The tool icon is defined in config/icon.svg file. This svg file is displayed in the platform. The icon should be a square aspect ratio.

Tool runtime variables

{
  "title": "Runtime Variables",
  "description": "Runtime Variables for translate",
  "type": "object",
  "required": [
    "GOOGLE_SERVICE_ACCOUNT"
  ],
  "properties": {
    "GOOGLE_SERVICE_ACCOUNT": {
      "type": "string",
      "title": "Google Service Account",
      "description": "Google Service account"
    }
  }
}

Tool runtime variables are defined in config/runtime_variables.json file. The JSON schema presented here defines the runtime variables required for the tool's operation. These variables are essential for the tool to function correctly. For instance, if the tool relies on an API key to connect to a third-party service, it must gather these details from the runtime variables form.

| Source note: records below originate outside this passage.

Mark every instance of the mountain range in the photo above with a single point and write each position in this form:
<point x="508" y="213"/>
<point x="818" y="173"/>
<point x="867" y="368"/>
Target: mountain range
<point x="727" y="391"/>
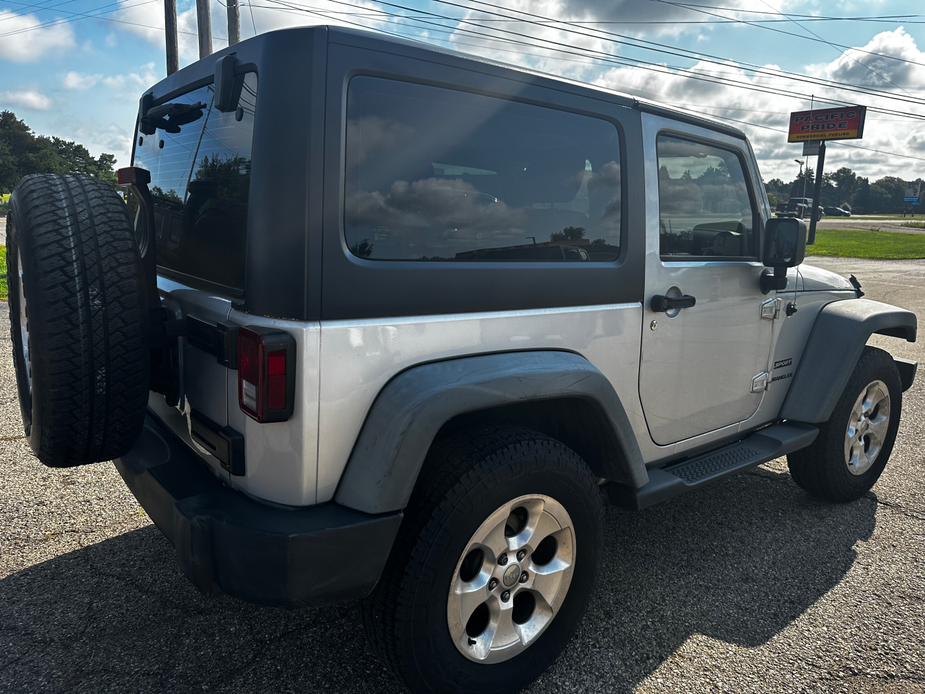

This form is displayed to users on the tool registration page in the frontend, ensuring that all necessary environment variables are provided for the tool's proper functioning.

Input and output protocol

The preferred way to create the output jsons is to use the tools available in the unstract SDK. The SDK provides utility functions to create the output jsons. Please refer to the SDK documentation.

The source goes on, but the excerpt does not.